OUR Saturday dispatches announce that an infernal machine had just been received at the office of Chief Justice Field, and later on, Justice Field, who was in Wyoming Saturday, said to a reporter that the machine was one that was sent to him in 1866, and that last week he sent it down to a gun factory to have the powder taken out, as he wished to stuff it and preserve it among the archives.
With the aid of the telegraph and the facilities of the Associated Press, it does seem as though we were living in an age of almost miraculous possibilities. Here is an instance where an infernal machine is sent to a prominent man, and in less than sixteen years the news is flashed to the four quarters of the globe like lightning.

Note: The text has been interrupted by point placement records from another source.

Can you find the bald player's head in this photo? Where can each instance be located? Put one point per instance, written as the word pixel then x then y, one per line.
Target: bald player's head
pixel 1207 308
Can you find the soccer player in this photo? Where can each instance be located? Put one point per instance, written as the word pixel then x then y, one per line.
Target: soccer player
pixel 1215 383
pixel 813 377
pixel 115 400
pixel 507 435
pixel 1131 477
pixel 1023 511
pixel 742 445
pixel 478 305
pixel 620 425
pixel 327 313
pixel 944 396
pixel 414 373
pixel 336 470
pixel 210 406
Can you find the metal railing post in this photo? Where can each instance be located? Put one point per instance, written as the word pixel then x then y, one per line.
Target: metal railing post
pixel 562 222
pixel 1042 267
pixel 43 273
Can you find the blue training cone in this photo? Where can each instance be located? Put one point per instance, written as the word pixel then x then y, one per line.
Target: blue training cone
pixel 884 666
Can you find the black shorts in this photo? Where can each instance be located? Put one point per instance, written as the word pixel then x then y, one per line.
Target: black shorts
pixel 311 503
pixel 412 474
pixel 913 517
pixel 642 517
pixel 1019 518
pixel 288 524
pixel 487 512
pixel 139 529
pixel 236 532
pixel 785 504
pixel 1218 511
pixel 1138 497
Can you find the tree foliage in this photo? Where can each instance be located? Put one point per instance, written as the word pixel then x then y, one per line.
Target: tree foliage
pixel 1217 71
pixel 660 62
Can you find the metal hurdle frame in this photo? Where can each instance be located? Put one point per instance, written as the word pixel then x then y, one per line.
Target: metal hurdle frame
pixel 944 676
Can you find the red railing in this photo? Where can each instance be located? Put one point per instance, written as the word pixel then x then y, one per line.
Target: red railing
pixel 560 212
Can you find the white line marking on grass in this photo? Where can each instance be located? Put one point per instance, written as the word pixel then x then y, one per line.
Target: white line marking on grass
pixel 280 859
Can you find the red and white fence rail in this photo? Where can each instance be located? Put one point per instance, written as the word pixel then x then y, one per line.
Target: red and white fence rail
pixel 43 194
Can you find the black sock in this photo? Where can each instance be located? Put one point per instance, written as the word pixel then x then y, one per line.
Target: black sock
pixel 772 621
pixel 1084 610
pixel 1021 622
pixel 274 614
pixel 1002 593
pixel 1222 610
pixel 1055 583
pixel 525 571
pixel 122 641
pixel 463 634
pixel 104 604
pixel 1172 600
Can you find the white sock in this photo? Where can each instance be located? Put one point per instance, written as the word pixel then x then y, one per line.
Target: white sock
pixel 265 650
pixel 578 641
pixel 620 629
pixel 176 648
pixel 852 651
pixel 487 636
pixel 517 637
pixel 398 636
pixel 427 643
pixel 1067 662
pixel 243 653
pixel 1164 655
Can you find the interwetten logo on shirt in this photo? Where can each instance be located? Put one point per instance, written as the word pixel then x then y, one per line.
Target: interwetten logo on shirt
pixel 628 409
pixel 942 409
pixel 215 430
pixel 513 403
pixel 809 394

How long will it be before the whole bloody history of the war of the rebellion will be sent to every hamlet in the land? How long before the safe arrival of the ark, and the losses occasioned by the deluge, will be given to us in dollars and cents?
People don't fully realize the advantages we possess in this glorious nineteenth century. They take all these things as a matter of course, and forget how the palpitating brain palps for them, and how the quivering nerve quivs on and on through the silent night in order that humanity may keep informed in relation to ancient history.
A BAKEFOOTED GODDESS.
THERE'S one little national matter that has been neglected about long enough, it seems to us. If the goddess of liberty is allowed to go barefoot for another century, her delicate toes will spread out over this nation like the shadow of a great woe.
YANKED TO ETERNITY.
ONCE, when a section-crew came down the mountain on the South Park road, from Alpine Tunnel to Buena Vista, a very singular thing occurred, which has never been given to the public. Every one who knows anything at all, knows that riding down that mountain on a push-car, descending at the rate of over 200 feet to the mile, means utter destruction, unless the brake is on. This brake is nothing more nor less then a piece of scantling, which is applied between one of the wheels and the car-bed, in such a way as to produce great friction.
The section-crew referred to, got on at Hancock with their bronzed and glowing hides as full of arsenic and rain-water as they could possibly hold. Being recklessly drunk, they enjoyed the accumulated velocity of the car wonderfully, until the section boss lost the break off the car, and then there was a slight feeling of anxiety. The car at last acquired a velocity like that of a young and frolicsome bob-tailed comet turned loose in space. The boys began to get nervous at last, and asked each other what should be done.